Great Gray Owl
While looking for elk sign in the knee-deep snow at the edge of a forest clearing in the Gallatin Range, I noticed a lodgepole pine, its top apparently snapped off by strong winds. Then the top of the broken tree rotated, becoming a feathered head with a facial disk studded with two piercing yellow eyes. The gaze of the great gray owl stopped me midstride.
For the next 15 minutes, I forgot all about elk and stood dead still watching the reclusive owl deliberately scanning the surrounding terrain. Finally it dove from its perch and plunged into the snow for a rodent burrowing below the surface. The sight remains one of my most memorable wildlife encounters.
The great gray is North America’s largest owl. The female has a wingspan of 4.5 feet and stands 28 inches tall. The bird weighs only about 2 pounds, so most of its mass is just feathers. Males are somewhat smaller but otherwise similar in appearance: mostly gray colored and with a relatively long tail and no ear tufts on the head. The great gray’s most striking feature is a huge facial disk covering the front of the head containing concentric gray circles surrounding bright yellow eyes. At the bottom edge of the disk is a white “moustache” strip broken by a black “bow tie” below the yellow beak.
The great gray makes territorial announcements and calls its mate with an appropriately owlish whoo-whoo-whoo, repeated softly in a low pitch every 15 to 30 seconds, usually at night.
The great gray owl is also known as the spectral owl, perhaps for the way it flies silently through the forest at night or its haunting alarm cry. The scientific name nebulosa, from the Latin nebulosus, meaning “misty” or “foggy,” also suggests ghostlike characteristics.
Range and habitat
Montana is one of the few states in the lower 48 where great gray owls live. Other than Canada and Alaska, where it is common, the species is found only in Minnesota, the central Sierra Nevadas, and the northern Rockies as far south as Yellowstone National Park. The bird is also found throughout northern Asia and Europe, where it is often known as the Lapland owl.
In Montana, the great gray is found in mixed conifer forests interspersed with swamps, meadows, and small clearings where bordering trees and snags provide hunting perches.

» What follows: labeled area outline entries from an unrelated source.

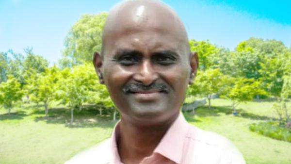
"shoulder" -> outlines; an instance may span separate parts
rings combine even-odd
[[[109,139],[75,155],[65,164],[106,163],[110,158],[110,140]]]
[[[193,155],[201,160],[211,157],[219,164],[245,164],[242,153],[226,139],[216,133],[191,126],[194,142]]]

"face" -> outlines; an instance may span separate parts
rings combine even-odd
[[[122,119],[149,125],[178,115],[195,66],[175,32],[138,30],[108,35],[94,62]]]

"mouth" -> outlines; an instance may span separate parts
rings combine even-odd
[[[145,86],[141,83],[129,84],[124,86],[123,92],[126,95],[133,96],[136,100],[140,102],[156,101],[167,94],[167,85],[162,83],[154,83]]]
[[[162,96],[163,92],[158,91],[139,91],[132,93],[136,100],[140,102],[156,101]]]

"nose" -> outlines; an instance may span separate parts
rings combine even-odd
[[[138,71],[133,75],[133,79],[145,85],[149,85],[158,78],[157,72],[153,69],[149,60],[144,60],[140,64]]]

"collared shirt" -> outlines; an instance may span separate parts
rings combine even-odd
[[[118,123],[110,138],[65,164],[123,164],[116,145],[119,131]],[[228,140],[189,124],[180,113],[152,155],[140,163],[150,164],[244,164],[245,162]]]

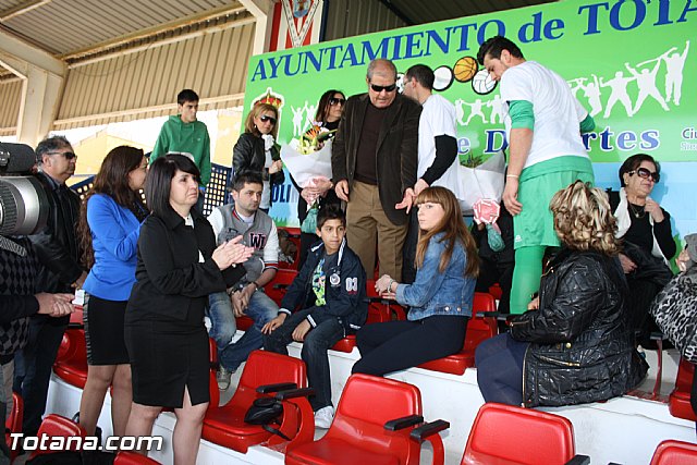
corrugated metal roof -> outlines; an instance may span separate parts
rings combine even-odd
[[[17,3],[0,0],[0,16]],[[231,0],[51,0],[2,25],[53,54],[70,54],[166,23],[240,7]]]
[[[171,114],[183,88],[198,93],[200,110],[242,105],[254,20],[240,16],[223,30],[201,28],[192,38],[172,37],[164,45],[73,64],[54,129]]]
[[[16,131],[20,102],[22,100],[21,79],[0,82],[0,136],[13,135]]]
[[[386,0],[412,20],[413,24],[432,23],[552,1],[555,0]]]
[[[331,0],[325,40],[406,26],[379,0]]]

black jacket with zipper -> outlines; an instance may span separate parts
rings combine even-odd
[[[315,305],[313,292],[313,273],[325,255],[325,244],[310,248],[303,269],[288,287],[279,313],[291,314],[296,310],[313,308],[307,320],[315,328],[322,321],[337,318],[351,334],[360,329],[368,316],[368,298],[366,297],[366,272],[358,256],[348,248],[346,240],[338,252],[337,262],[326,274],[325,305]]]
[[[648,369],[627,328],[626,281],[616,258],[564,249],[540,282],[539,310],[512,320],[530,342],[523,402],[573,405],[604,401],[638,386]]]

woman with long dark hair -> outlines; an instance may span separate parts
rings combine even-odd
[[[388,274],[375,283],[377,292],[409,307],[408,321],[360,328],[356,334],[360,359],[353,372],[382,376],[462,350],[479,271],[477,246],[452,192],[427,187],[416,205],[414,283],[399,283]]]
[[[195,208],[199,172],[183,155],[150,166],[140,228],[136,283],[125,318],[133,371],[127,436],[149,436],[162,407],[174,408],[175,464],[194,464],[208,407],[208,294],[234,285],[252,248],[242,236],[216,247],[213,230]],[[146,451],[140,451],[146,453]]]
[[[341,121],[345,103],[346,96],[344,96],[341,90],[327,90],[322,94],[319,98],[319,102],[317,103],[315,123],[322,130],[337,131],[339,129],[339,122]],[[334,133],[331,133],[329,138],[333,138],[333,135]],[[325,208],[328,205],[341,205],[341,200],[339,200],[339,197],[337,197],[337,194],[334,193],[334,185],[331,180],[318,178],[316,179],[314,186],[305,188],[295,184],[295,181],[293,181],[293,184],[299,193],[299,197],[297,199],[297,216],[301,224],[305,221],[305,218],[307,218],[309,207],[316,200],[319,204],[318,208]],[[301,232],[299,261],[297,264],[298,270],[303,268],[303,264],[307,258],[307,250],[309,250],[309,247],[317,242],[318,237],[314,232]]]
[[[671,216],[651,198],[660,179],[661,167],[653,157],[636,154],[620,167],[619,195],[610,193],[623,241],[620,262],[629,284],[629,326],[637,342],[648,347],[655,345],[649,335],[657,330],[649,306],[673,277],[669,262],[677,252]]]
[[[120,146],[101,163],[83,201],[78,234],[90,268],[84,289],[87,382],[80,403],[80,424],[94,435],[109,386],[113,433],[123,436],[131,412],[131,365],[123,339],[123,318],[135,282],[136,245],[147,217],[139,191],[148,166],[143,150]]]

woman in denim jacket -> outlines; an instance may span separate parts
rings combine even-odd
[[[409,307],[408,320],[363,327],[356,334],[360,359],[353,372],[382,376],[463,346],[479,269],[477,248],[452,192],[428,187],[416,205],[416,280],[400,284],[384,274],[375,284],[382,296]]]

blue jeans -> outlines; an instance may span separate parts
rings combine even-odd
[[[247,359],[252,351],[261,348],[264,345],[261,328],[276,318],[279,306],[264,292],[256,291],[244,311],[247,317],[254,320],[254,325],[245,331],[237,342],[232,343],[232,335],[234,335],[237,326],[230,297],[224,292],[216,293],[208,297],[208,317],[211,322],[210,336],[213,338],[218,346],[218,362],[223,368],[234,371]]]
[[[486,402],[523,404],[523,362],[529,345],[529,342],[516,341],[506,332],[477,346],[477,383]]]
[[[264,338],[264,348],[277,354],[288,355],[288,344],[293,342],[293,331],[305,319],[311,309],[291,315],[271,334]],[[309,399],[313,411],[331,405],[331,378],[327,351],[344,338],[344,327],[337,318],[331,318],[315,328],[305,336],[301,357],[307,366],[307,381],[315,390]]]
[[[36,436],[46,411],[48,384],[58,348],[70,317],[51,318],[36,315],[29,319],[29,340],[15,353],[14,391],[24,400],[22,432]]]
[[[218,352],[222,352],[232,342],[237,331],[237,320],[227,292],[208,295],[207,315],[210,318],[208,335],[216,341]]]

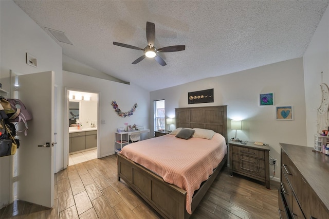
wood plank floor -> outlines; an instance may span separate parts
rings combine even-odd
[[[279,218],[279,183],[264,184],[224,168],[191,218]],[[1,218],[161,218],[122,180],[115,155],[69,166],[54,177],[52,208],[21,200],[3,208]]]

The great gray’s exceptional eyesight and hearing allow it to detect mice, voles, and other small animals that comprise its diet. Though this owl sometimes hunts on the wing, flying close to the ground, it usually plays a waiting game, surveying the open area below a hunting perch for sounds and movement.
Even rodents burrowing a foot beneath the snow are vulnerable to the owl’s sharp senses. A great gray will plunge talon first into deep snow for a meal, leaving spread wing prints and a few drops of blood as evidence of the attack.
These owls are a resident species in Montana, moving around during the year in search of food. Studies in Wyoming show their average home range to be roughly 1.6 square miles. The raptors tend to move from higher to lower elevations when prey is scarce and snow is deep. Where prey is abundant, great gray owls may congregate in high densities of up to five pairs per square mile. Although they tolerate other great grays in foraging areas, the owls are aggressively territorial around nesting sites.
Nesting begins in March and April when the male offers the female food from his beak, which she accepts with her eyes closed. Then the male shows the female several nesting possibilities in abandoned hawk or raven nests or hollowed-out clumps of dwarf mistletoe. Once the female chooses a nest, the pair often line it with moss or deer or elk hair.
The female lays an average of three eggs, which she incubates for 28 days. The male provides food, which the female shreds to feed the young. Within three or four weeks, the fledglings are leaving the nest and climbing around in the nesting tree. They can fly by eight weeks but stay near the nest and parental care for two or three months after that.
Great gray owl populations appear to be healthy within their range in Montana and throughout North America.